No problem can withstand the assault of sustained thinking. - Voltaire
There are many different styles of thinking; analytical thinking, critical thinking, linear thinking, systems thinking, creative thinking, design thinking, abstract thinking etc etc.
Each type of thinking is useful under the right conditions.
Just like a jumble of tools in a toolbox - the right thinking tool is useful when paired with a situation for which it is a match, but ineffective (possibly even destructive) if mismatched.
If you're trying to work out why your car won't start in the morning - abstract thinking is perhaps not the best use of your mind in that moment; whereas it is perfectly suited to understanding how a pending interest rate rise might affect your ability to afford to keep driving the same car in the future, that right now won't bloody well start.
This example should shed some light on how thinking needs to be 'a good fit' for the confronted issue, however some methods have become and remained universally more popular and overused than others for a number of reasons.
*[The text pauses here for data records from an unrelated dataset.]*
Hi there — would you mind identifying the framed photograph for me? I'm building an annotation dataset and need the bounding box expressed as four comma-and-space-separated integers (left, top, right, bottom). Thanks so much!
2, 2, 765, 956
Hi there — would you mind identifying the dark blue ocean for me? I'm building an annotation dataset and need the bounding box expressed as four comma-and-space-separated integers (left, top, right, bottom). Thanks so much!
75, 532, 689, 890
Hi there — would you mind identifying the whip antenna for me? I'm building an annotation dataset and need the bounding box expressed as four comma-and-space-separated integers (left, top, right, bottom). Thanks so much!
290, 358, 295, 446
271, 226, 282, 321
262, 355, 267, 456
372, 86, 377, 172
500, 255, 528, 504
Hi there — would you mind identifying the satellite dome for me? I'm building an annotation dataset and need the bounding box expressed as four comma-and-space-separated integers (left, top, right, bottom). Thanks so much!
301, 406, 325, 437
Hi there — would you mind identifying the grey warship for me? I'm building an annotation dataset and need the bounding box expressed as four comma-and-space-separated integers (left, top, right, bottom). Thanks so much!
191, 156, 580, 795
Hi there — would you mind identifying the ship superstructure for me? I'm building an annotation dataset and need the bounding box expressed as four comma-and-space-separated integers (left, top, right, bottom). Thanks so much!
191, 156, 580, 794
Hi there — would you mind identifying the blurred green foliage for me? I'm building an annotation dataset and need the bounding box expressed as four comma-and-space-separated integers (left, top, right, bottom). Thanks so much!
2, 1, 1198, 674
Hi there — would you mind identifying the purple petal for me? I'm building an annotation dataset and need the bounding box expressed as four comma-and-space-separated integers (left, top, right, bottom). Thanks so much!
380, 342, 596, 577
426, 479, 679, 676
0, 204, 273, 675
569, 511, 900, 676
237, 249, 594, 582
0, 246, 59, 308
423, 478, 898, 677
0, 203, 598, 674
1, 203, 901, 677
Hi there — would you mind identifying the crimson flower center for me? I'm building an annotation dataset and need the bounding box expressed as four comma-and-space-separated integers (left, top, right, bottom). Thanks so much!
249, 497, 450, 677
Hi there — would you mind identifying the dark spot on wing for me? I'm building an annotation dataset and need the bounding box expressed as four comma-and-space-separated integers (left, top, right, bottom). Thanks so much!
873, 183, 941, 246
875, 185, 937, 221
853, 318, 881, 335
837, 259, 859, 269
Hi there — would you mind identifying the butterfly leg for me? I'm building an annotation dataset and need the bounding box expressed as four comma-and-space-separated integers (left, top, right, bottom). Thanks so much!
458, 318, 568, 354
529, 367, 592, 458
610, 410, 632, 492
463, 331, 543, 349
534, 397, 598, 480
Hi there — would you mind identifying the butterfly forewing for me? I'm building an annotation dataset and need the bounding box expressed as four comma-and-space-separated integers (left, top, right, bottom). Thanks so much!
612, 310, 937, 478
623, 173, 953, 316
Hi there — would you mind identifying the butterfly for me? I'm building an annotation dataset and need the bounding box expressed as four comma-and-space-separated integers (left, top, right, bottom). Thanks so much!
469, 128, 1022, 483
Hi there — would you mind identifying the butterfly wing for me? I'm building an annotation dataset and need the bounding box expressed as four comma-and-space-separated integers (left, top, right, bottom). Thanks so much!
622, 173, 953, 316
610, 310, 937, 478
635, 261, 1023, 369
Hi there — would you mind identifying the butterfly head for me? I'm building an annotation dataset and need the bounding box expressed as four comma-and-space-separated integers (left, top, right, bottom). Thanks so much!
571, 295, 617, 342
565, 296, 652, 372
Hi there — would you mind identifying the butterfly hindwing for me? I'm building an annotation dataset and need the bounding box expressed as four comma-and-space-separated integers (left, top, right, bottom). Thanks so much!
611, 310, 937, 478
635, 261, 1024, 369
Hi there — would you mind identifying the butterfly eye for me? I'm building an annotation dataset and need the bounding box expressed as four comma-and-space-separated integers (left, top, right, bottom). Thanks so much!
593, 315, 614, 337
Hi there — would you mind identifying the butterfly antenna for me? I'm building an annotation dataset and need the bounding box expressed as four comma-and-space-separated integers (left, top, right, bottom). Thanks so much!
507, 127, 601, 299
Having found popularity during the industrial age, analytical and linear modes of thinking have produced some of society's greatest inventions and human accomplishments.
Modern science, engineering and management are all the products of sequential, logical, methodical types of thinking that work very well under conditions of stability and order, but are dismally ineffective when the levels of complexity and chaos of the system under investigation are ramped up.
The issue is that there is cultural perception, throughout the world, that 'left brain cognition' is of a higher value than right brain thinking. This has meant that society has developed a historically unchallenged bias towards these kinds of thinking methods - entrenching them as the default approach to just about every problem.
You really don't need to look far to find real evidence of problems in our world actually getting worse because the wrong type of thinking was used in an attempt to fix them.
Try to solve a complex or abstract problem with linear thinking is like attempting to use a spade to fix a problem in a marriage.
Few people are aware that their are different types of thinking available, even fewer are confident, or capable enough, to be able to actively switch out one thinking approach for another after a critical assessment of what kind of problem they are trying to solve.
How many meetings have you been in where somebody actually said; "The style of thinking we are currently using is not appropriate for this situation, can we switch to another and see what kind of solution we come up with then?"
All problem solving is as a result of some kind of metacognition activity.
The appropriateness and quality of that thinking determines whether a problem is successfully and efficiently dealt with, or whether it grows into an even more severe issue later on.
Thinking - and perhaps more importantly - an appropriate thinking approach for the task at hand, is what sets great teams of people apart from mediocre ones.
Investing in developing competency in all types of thinking - especially ones that are more suited to better decision-making within complex social systems during eras of disruption and uncertainty like systems thinking and creative thinking - is a wise investment for any organisation looking to gain a competitive advantage.